As we look forward to the holidays, we can count on a few things: first, our favorite seasonal drinks from our regular coffee spot. Second, dusting off our “ugly Christmas sweaters” for various parties. Lastly, a feel good holiday movie about life, love and other sentimental feelings. Consider New Year’s Eve this year’s go-to holiday film. Disclaimer: This review is coming from a completely unbiased opinion; I have never seen Valentine’s Day so any comparison to the former will not be coming from me. However, I have seen my fair share of vignette, inter-related type films and I’ll be honest, I’m a fan. It is a tough feat to be able to pull off multiple story lines, happening at the same with an all star cast that most studios can only dream of, but director Garry Marshall’s romantic comedy New Year’s Eve has achieved all of those and more.
New Year’s has a special meaning to Marshall; to him it is not just another holiday. Marshall exclaims that it was on New Year’s Eve nearly 50 years ago that he proposed to the love of his life Barbara. The underlying theme of love is prominent throughout the film’s entirety and I believe it is due to Marshall’s personal connection to the day that can be seen and felt on screen.
The cast of New Year’s Eve is no joke; Academy Award ® winners, musicians and television stars grace the screen with their charisma and charm. Halle Berry, Jessica Biel, Jon Bon Jovi, Robert De Niro, Zac Efron, Hilary Swank, Sofia Vergara Ashton Kutcher, Lea Michelle and Sarah Jessica Parker are only a handful of the multi-generational cast- it is definitely a party any person would love to go to. While extremely talented, I’m not sure if the actors were pushed to their fullest potential. Sarah Jessica Parker’s character may have well been named Carrie Bradshaw and Sofia Vergara practically was Modern Family’s Gloria. One could either see this as a cop-out, or using these familiar characteristics to their advantage. Whatever the case, the audience seems to enjoy the films’ light-hearted nature and overall holiday spirit.
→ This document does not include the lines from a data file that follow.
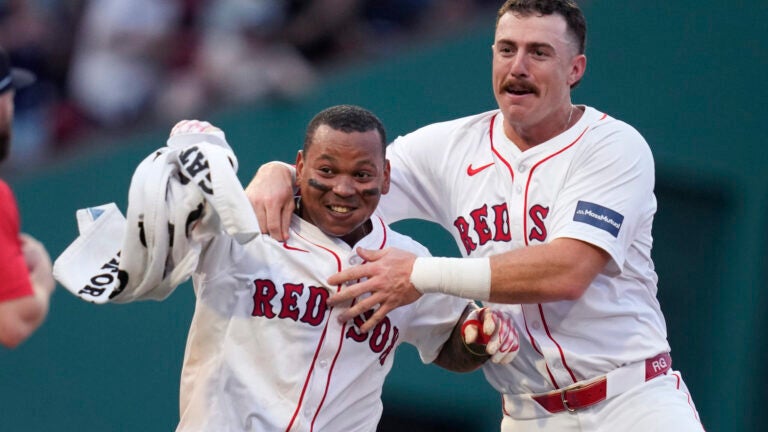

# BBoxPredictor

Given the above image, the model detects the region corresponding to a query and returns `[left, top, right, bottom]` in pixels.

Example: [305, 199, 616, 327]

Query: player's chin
[320, 213, 360, 232]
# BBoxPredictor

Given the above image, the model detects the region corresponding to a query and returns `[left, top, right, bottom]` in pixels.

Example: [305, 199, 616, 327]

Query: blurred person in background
[155, 0, 317, 122]
[0, 0, 499, 168]
[0, 46, 55, 349]
[0, 0, 70, 166]
[155, 0, 496, 121]
[67, 0, 180, 128]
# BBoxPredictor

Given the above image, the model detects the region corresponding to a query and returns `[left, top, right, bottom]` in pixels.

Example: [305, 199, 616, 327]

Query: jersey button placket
[543, 347, 573, 386]
[507, 178, 526, 242]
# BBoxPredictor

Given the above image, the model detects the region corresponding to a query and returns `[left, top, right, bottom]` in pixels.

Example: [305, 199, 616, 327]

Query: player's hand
[170, 119, 222, 136]
[327, 247, 422, 333]
[462, 307, 519, 364]
[245, 162, 296, 241]
[20, 233, 55, 298]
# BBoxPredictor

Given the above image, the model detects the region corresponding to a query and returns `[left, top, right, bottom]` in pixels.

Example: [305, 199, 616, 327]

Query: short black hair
[304, 105, 386, 155]
[496, 0, 587, 55]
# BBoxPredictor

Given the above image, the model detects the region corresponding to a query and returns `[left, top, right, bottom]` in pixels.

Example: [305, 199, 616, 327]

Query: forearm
[1, 234, 55, 347]
[433, 305, 489, 372]
[246, 161, 297, 240]
[412, 238, 609, 304]
[257, 161, 296, 183]
[488, 242, 598, 303]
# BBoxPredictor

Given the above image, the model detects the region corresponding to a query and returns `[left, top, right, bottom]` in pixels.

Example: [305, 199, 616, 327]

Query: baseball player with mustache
[245, 1, 705, 431]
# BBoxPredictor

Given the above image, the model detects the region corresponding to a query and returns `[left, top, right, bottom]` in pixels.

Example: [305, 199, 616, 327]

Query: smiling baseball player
[244, 2, 705, 431]
[54, 106, 519, 431]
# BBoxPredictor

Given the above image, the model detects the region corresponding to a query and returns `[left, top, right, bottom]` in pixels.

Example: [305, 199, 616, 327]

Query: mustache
[501, 79, 539, 95]
[307, 178, 380, 196]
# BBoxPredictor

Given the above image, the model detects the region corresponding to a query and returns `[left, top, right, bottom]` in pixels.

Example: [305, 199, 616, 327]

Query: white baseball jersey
[379, 106, 670, 397]
[176, 214, 470, 432]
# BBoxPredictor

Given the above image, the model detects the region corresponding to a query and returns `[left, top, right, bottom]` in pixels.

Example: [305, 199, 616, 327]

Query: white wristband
[410, 257, 491, 301]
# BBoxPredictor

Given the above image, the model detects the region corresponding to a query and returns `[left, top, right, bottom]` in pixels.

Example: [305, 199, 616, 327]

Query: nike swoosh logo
[466, 162, 494, 176]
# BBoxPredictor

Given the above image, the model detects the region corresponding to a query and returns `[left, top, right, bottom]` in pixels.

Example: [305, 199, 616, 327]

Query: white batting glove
[461, 307, 520, 364]
[170, 119, 222, 137]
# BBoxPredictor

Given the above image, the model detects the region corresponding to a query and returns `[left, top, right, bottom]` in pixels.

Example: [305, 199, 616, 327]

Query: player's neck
[504, 105, 578, 151]
[340, 220, 372, 247]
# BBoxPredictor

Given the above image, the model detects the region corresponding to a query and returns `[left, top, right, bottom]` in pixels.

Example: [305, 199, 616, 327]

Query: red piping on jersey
[374, 216, 388, 249]
[283, 242, 309, 253]
[311, 316, 349, 430]
[309, 216, 388, 430]
[488, 112, 590, 388]
[522, 125, 589, 243]
[525, 114, 608, 386]
[520, 306, 560, 389]
[672, 371, 703, 424]
[523, 128, 588, 386]
[287, 218, 388, 431]
[285, 234, 343, 432]
[489, 115, 515, 183]
[285, 301, 333, 432]
[519, 299, 541, 356]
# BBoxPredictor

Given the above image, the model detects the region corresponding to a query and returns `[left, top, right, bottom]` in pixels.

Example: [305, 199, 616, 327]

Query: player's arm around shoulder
[386, 112, 491, 186]
[580, 116, 655, 179]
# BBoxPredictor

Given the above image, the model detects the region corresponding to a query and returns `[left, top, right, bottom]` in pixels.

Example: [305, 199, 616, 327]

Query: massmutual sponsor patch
[573, 201, 623, 237]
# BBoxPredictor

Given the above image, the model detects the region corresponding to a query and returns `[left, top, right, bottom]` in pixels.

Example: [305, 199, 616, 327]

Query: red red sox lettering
[252, 279, 398, 365]
[453, 202, 550, 255]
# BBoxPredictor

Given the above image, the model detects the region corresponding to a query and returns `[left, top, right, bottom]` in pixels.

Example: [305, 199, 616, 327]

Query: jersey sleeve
[548, 119, 656, 274]
[378, 126, 450, 225]
[400, 293, 471, 364]
[0, 181, 34, 302]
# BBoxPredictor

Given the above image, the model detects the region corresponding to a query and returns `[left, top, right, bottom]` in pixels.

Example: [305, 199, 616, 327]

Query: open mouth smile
[328, 205, 355, 214]
[503, 82, 537, 96]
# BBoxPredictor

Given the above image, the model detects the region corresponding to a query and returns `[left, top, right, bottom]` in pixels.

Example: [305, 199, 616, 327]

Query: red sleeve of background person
[0, 180, 33, 302]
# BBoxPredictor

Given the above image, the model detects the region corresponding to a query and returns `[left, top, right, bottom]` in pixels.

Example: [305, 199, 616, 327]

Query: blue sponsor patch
[573, 201, 623, 237]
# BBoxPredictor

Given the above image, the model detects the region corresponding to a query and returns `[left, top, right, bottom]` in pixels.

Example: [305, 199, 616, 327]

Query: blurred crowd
[0, 0, 497, 171]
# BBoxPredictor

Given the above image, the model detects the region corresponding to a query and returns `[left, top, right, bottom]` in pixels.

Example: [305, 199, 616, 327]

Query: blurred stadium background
[1, 1, 765, 431]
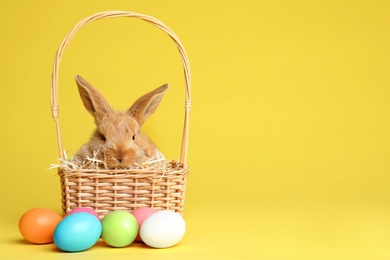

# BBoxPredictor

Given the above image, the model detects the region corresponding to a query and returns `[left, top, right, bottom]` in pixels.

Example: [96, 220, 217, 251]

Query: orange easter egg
[19, 208, 62, 244]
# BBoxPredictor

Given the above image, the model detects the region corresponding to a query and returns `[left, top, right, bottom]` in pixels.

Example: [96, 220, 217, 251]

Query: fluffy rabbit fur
[73, 75, 168, 169]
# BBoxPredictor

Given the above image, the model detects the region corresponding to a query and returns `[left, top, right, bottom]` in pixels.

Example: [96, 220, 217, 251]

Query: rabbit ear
[128, 84, 169, 126]
[75, 75, 113, 123]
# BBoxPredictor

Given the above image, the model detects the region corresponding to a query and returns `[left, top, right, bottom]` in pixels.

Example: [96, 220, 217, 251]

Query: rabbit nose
[114, 154, 123, 162]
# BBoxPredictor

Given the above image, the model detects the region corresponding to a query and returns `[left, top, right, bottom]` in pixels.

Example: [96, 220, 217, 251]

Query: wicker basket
[50, 11, 191, 219]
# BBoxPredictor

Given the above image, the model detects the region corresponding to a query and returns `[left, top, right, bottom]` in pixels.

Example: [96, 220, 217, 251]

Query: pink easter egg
[131, 207, 157, 242]
[65, 207, 100, 220]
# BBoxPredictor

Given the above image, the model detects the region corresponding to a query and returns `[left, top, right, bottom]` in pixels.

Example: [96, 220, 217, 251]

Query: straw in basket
[50, 11, 191, 219]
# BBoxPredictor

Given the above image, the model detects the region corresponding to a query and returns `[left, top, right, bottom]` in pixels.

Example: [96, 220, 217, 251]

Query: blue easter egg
[53, 212, 102, 252]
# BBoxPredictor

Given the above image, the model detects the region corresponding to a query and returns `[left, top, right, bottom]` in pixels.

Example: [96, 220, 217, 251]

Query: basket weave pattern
[50, 11, 191, 218]
[59, 167, 189, 217]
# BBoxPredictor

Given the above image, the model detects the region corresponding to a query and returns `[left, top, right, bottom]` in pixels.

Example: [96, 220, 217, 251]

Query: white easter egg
[140, 210, 186, 248]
The suspension of disbelief we as an audience have come to expect from films doesn’t come from super human strength like most action movies, or from vampires, wizards or other third world creatures. This film encourages us to believe in the power of people and most importantly, the power of love. Whether it be from a single mother and her coming of age daughter, a lonely woman and empathetic hottie, or a rock star and his muse, the chemistry on screen is intense and believable between all the characters.
My only complaint was how suffocated I felt by the product placement. Having a scene take place in New York’s Times Square already lends itself to a fair share of billboards, bus ads and flashing signs. But, the amount of advertising was too extreme for this kind of film — I guess we can assume this is how the actors’ quotas were met. Aside from the obvious and rather obnoxious billboards, subtle lines and actions also contributed to the product placement. In one instance, Josh Duhamel’s character is at the bar and orders a “Bacardi” and Coke. No generic rum here. In another scene, Michelle Pfeiffer’s character reaches into her beige satchel. It seems innocent enough, an everyday woman’s purse. That is, until she lifts open the flap, to reveal in big black and white font “Marc Jacobs.” It is obvious that product placement is useful and even necessary in movies, but the amount in which it was used in New Year’s Eve was distracting. After all, with so many stars on screen to begin with, any more things to look at would give me a headache.
Anticipation for the holiday builds once the house lights come up. As I was leaving the theatre, I noticed couples walking out hand in hand, some even sneaking kisses between sentences. With societies’ romantic ideals and hopes of a perfect New Year, as well as those seen in New Year’s Eve, it’s only natural to feel that impending excitement of a new beginning, a chance to start off 2012 right with a new outlook on life and the importance of family, friends and love.